En Mauritanie, une dynamique politique singulière émerge clairement dans le débat public : un appui global et affirmé envers le président de la République coexiste avec une critique grandissante des modalités de l’exercice du pouvoir. Plutôt que d’être contradictoire, cette évolution reflète une transformation profonde de la conscience citoyenne, soulevant une question essentielle : peut-on rester loyal à l’institution présidentielle tout en demandant davantage de rigueur, de transparence et d’inclusion dans la gouvernance ?
Une légitimité reconnue, mais des attentes élevées: Le président jouit d’une légitimité constitutionnelle et populaire indiscutable. Dans un État de droit, cette légitimité fonde son autorité et garantit sa capacité à gouverner. En Mauritanie, la Constitution lui confère notamment le pouvoir de nommer le Premier ministre et les membres du gouvernement. Ce pouvoir, en soi, n’est pas contesté dans son principe ni dans son fondement juridique.
Cependant, cette légitimité ne doit pas entraîner une adhésion aveugle à toutes les décisions. Au contraire, elle élève les attentes des citoyens, qui souhaitent que ces prérogatives soient exercées avec discernement, équité et transparence. La question n’est pas seulement celle du droit de nommer, mais aussi de la manière dont ces nominations sont effectuées : critères de sélection, transparence des décisions, cohérence de l’action gouvernementale.

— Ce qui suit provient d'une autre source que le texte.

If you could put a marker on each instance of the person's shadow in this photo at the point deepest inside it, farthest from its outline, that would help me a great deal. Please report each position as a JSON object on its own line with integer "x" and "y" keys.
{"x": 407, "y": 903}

La critique comme pilier de la démocratie: Dans une démocratie vivante, la critique n’est pas une menace, mais un mécanisme essentiel de régulation. Elle permet d’éviter les dérives, d’alerter sur les insuffisances et d’alimenter l’amélioration continue de l’action publique. En Mauritanie, cette critique se fait de plus en plus entendre, notamment via les réseaux sociaux et dans les espaces publics.
Il est crucial de différencier la contestation de la légitimité du pouvoir — qui pourrait fragiliser les institutions — de la critique des méthodes, qui, au contraire, contribue à leur renforcement. Rejeter toute critique reviendrait à enfermer l’action publique dans une logique de verticalité absolue, peu compatible avec les aspirations modernes des citoyens.
L’urgence d’un dialogue national crédible: Dans un contexte marqué par des tensions économiques, sociales et sécuritaires, la nécessité d’un dialogue national apparaît comme une évidence. Pourtant, sa mise en œuvre tarde, alimentant frustrations et incompréhensions. Ce retard peut être perçu comme un signe de manque de volonté politique ou comme une difficulté à instaurer un cadre inclusif et efficace.
Le dialogue ne doit pas être vu comme une faiblesse, mais comme un outil de gouvernance moderne. Il permet d’anticiper les crises, de désamorcer les tensions et de construire des consensus durables. Dans une région souvent confrontée à l’instabilité, la Mauritanie a tout à gagner à renforcer ses mécanismes internes de concertation.
Conjuguer autorité et écoute: Le véritable défi pour les autorités mauritaniennes est de trouver un équilibre subtil entre l’exercice ferme du pouvoir et l’ouverture au dialogue. Gouverner ne se limite pas à prendre des décisions : il s’agit aussi d’expliquer, de convaincre et d’impliquer. Une décision, même légitime, peut perdre en légitimité si elle apparaît opaque ou déconnectée des réalités sociales.
Dans cette optique, soutenir le président ne signifie pas renoncer à la vigilance citoyenne. Au contraire, la force de l’institution présidentielle permet justement d’intégrer la critique, de réajuster ses approches et de renforcer la proximité avec la population.
Conclusion : La situation actuelle en Mauritanie témoigne d’une maturité politique en cours de construction. Les citoyens ne se contentent plus d’un soutien passif, mais aspirent à un engagement actif dans la vie publique. S’il est encadré avec sagesse, ce mouvement représente une opportunité historique pour renforcer la démocratie.
Soutenir le président tout en questionnant ses méthodes n’est pas un paradoxe, mais une exigence démocratique. C’est dans cet équilibre entre loyauté institutionnelle et esprit critique que se forge une gouvernance responsable, capable de relever les défis actuels tout en préparant l’avenir.